Se han liberado palomas mensajeras a cientos de kilómetros de distancia en regiones desconocidas, y aun así logran regresar. Podrían estar guiándose por el sol, los campos magnéticos o incluso rastros de olor. Pero cuando desaparecen las señales familiares, su capacidad para realinearse y reorientarse sin puntos de referencia conocidos sigue siendo un enigma científico.

Ave lira

Esta ave australiana no solo imita a otras especies, sino que reproduce ruidos artificiales, como el de las cámaras y las herramientas eléctricas. Si bien su anatomía puede explicar la variedad de sonidos que produce, aún se desconoce por qué imita sonidos artificiales en hábitats remotos. El mecanismo de aprendizaje y el propósito de este comportamiento siguen siendo objeto de debate.

Ajolote

Los ajolotes pueden regenerar por completo extremidades perdidas e incluso partes de su sistema nervioso central. Esto incluye tejidos complejos como la médula espinal y partes del cerebro. Si bien los científicos han observado las etapas de la regeneración, las vías de señalización que guían este nivel de reconstrucción anatómica aún no se comprenden del todo.

Delfines

Tanto en su hábitat natural como en cautividad, los delfines soplan burbujas circulares bajo el agua e interactúan con ellas mediante movimientos coordinados.
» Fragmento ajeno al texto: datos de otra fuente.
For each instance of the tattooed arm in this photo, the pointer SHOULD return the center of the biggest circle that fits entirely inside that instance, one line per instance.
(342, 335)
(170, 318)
Este comportamiento muestra indicios de juego social y control motor fino, pero se desconoce su función evolutiva. Hasta la fecha, ningún estudio ha demostrado una relación directa entre la supervivencia, la reproducción o la comunicación.

Pollitos cuco

Aunque especies de aves completamente diferentes crían polluelos de cuco, estos migran posteriormente siguiendo rutas específicas de su especie. No hay cucos adultos cerca que les enseñen. La guía debe ser interna, posiblemente genética, pero cómo se almacenan y acceden esos mapas tan detallados sigue siendo una gran incógnita en la investigación del comportamiento de las aves.

Ballenas

Se han encontrado grupos enteros de ballenas varadas juntas, a menudo sin signos de enfermedad o lesiones. Las teorías apuntan a interferencias del sonar, anomalías magnéticas o incluso toxinas. Sin embargo, los varamientos también ocurren en áreas sin intervención humana, y la inconsistencia entre los casos ha dejado a los expertos sin una teoría fiable.

Cuervos

Cuando muere un cuervo, otros suelen reunirse y vocalizar a su alrededor, a veces durante horas. Los investigadores han relacionado este comportamiento con el aprendizaje de zonas peligrosas, pero la repetición de esta conducta social en diferentes poblaciones de cuervos sugiere un papel emocional o comunitario más profundo que la ciencia aún no ha logrado dilucidar por completo.

Camarón mantis

Con hasta 16 tipos de fotorreceptores, la gamba mantis detecta luz que va mucho más allá de la percepción humana, incluyendo longitudes de onda polarizadas y ultravioletas. Lo que los científicos aún no comprenden es cómo el cerebro del animal procesa este nivel de información visual. La complejidad del sistema sugiere usos que van más allá de la simple caza o comunicación, pero aún no existe un modelo completo.